By: D. Eric Bookhardt for Gambit
Arthur Roger Gallery has assembled an unusual exhibition. Three of its artists — Leonard Galmon, Amer Kobaslija and Demond Melancon — are portraitists, and artist and ex-football player Brandon Surtain paints urban scenes that function as portraits of the city. All have local roots except Kobaslija, a native of Bosnia whose current work focuses on the people of Florida.
What they have in common is a flair for local color that ultimately transcends locale. That approach is well suited to a city that forged its unique culture from the diverse origins of its inhabitants, and then transformed that culture into its most famous export.
New Orleans’ culture largely evolved from the ground up, and there may be no better example than the Mardi Gras Indians. The beaded canvas portraits by Melancon, big chief of the Young Seminole Hunters, celebrate local musicians from Fats Domino to Big Freedia. There also is an evocative bead portrait of ancient Egyptian queen Nefertari Meritmut (pictured), who looks like a Creole woman from Treme — illustrating how African-American artists of all stripes were inspired by ancient Egypt.
The relationship of Kobaslija and the people of Florida seems more complicated at first, as seen in his large oil on aluminum paintings.

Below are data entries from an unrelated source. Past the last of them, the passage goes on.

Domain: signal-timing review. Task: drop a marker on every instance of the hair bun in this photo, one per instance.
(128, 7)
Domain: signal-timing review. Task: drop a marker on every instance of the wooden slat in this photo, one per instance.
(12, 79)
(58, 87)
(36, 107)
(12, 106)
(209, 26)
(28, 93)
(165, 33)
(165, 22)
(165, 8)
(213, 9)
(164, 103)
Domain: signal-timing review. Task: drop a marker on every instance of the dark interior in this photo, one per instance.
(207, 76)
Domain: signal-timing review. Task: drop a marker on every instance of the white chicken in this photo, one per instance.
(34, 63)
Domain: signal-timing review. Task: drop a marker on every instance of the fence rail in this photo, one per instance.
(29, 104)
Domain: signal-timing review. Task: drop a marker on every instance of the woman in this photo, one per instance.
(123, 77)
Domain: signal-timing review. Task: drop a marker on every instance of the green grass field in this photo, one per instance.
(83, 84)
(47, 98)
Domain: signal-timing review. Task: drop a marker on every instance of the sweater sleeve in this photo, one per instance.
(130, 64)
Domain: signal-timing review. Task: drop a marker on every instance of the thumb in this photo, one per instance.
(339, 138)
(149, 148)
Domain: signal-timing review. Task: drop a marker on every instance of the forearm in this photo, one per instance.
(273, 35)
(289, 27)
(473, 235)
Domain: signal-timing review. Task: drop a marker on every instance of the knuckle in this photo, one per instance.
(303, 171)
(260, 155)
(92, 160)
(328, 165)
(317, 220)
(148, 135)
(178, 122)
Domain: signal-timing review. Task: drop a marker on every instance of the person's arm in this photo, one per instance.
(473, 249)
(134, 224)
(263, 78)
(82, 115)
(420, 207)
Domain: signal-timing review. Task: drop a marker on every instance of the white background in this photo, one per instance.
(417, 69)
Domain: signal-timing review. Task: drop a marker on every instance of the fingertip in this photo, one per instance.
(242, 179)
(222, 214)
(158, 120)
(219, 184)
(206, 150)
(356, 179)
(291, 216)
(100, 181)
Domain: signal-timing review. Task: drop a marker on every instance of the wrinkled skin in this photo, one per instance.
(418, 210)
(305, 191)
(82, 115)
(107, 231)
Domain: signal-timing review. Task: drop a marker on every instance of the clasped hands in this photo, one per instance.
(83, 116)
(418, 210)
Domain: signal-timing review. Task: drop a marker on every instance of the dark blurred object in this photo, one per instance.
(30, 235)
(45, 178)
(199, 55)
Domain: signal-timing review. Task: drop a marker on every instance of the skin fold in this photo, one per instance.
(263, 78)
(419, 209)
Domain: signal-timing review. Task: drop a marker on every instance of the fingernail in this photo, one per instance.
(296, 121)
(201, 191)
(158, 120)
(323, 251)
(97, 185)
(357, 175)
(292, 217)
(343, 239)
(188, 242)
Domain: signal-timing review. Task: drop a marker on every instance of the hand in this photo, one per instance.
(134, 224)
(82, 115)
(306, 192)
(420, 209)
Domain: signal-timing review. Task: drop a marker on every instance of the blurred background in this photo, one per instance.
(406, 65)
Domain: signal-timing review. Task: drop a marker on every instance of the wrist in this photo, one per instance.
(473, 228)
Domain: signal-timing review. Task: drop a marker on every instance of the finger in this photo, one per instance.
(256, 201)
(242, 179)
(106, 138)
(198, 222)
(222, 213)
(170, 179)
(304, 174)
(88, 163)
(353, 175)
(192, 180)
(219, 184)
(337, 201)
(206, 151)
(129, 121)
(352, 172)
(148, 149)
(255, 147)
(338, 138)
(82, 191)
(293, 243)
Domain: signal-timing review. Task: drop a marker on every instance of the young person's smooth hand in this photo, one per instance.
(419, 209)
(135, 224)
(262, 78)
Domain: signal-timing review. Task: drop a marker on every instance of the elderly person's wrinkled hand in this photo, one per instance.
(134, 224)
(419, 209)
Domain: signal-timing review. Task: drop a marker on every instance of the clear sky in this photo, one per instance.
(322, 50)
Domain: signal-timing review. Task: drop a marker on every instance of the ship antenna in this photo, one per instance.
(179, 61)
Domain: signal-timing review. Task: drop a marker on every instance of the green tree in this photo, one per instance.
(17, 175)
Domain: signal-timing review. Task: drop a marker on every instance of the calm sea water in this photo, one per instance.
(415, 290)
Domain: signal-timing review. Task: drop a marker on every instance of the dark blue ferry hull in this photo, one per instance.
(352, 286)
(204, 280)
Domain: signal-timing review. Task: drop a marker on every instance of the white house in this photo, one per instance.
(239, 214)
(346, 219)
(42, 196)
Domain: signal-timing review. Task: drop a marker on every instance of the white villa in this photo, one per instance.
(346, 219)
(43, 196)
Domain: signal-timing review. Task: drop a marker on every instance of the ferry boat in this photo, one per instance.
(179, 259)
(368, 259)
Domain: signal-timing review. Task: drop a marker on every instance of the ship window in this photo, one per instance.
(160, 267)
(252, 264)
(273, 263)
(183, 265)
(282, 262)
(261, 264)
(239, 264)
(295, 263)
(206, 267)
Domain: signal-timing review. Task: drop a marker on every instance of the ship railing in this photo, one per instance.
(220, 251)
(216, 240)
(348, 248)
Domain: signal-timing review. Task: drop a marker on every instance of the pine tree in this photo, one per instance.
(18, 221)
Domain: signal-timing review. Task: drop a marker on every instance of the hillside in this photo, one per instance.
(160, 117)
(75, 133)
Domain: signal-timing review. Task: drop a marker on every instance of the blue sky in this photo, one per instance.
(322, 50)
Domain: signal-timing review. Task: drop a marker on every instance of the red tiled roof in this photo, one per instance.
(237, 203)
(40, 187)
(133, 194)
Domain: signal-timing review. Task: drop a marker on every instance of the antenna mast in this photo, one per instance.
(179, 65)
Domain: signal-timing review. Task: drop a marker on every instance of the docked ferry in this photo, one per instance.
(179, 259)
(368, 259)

Although alligator hunters and other colorful, earthy characters are traditional Florida icons, Kobaslija’s subjects often exude an unexpectedly Balkan aura.
A mounted police officer patrolling a river looks almost like he could have been sent there by longtime 20th-century Yugoslavian leader Josip Broz Tito. If that sounds odd, it helps to consider the pioneering role played by Bosnia’s neighboring Croatians in developing Louisiana’s seafood industry.
Surtain, who played defensive end at LSU, returns us to this city’s sultry nocturnal soul with his evocative nightscapes, and portrait paintings by former New Orleanian, now Connecticut-based, Galmon infuse cerebral-looking subjects with the aura of warmth that he associates with his family, a clan scattered far and wide in the aftermath of Hurricane Katrina and the levee collapses.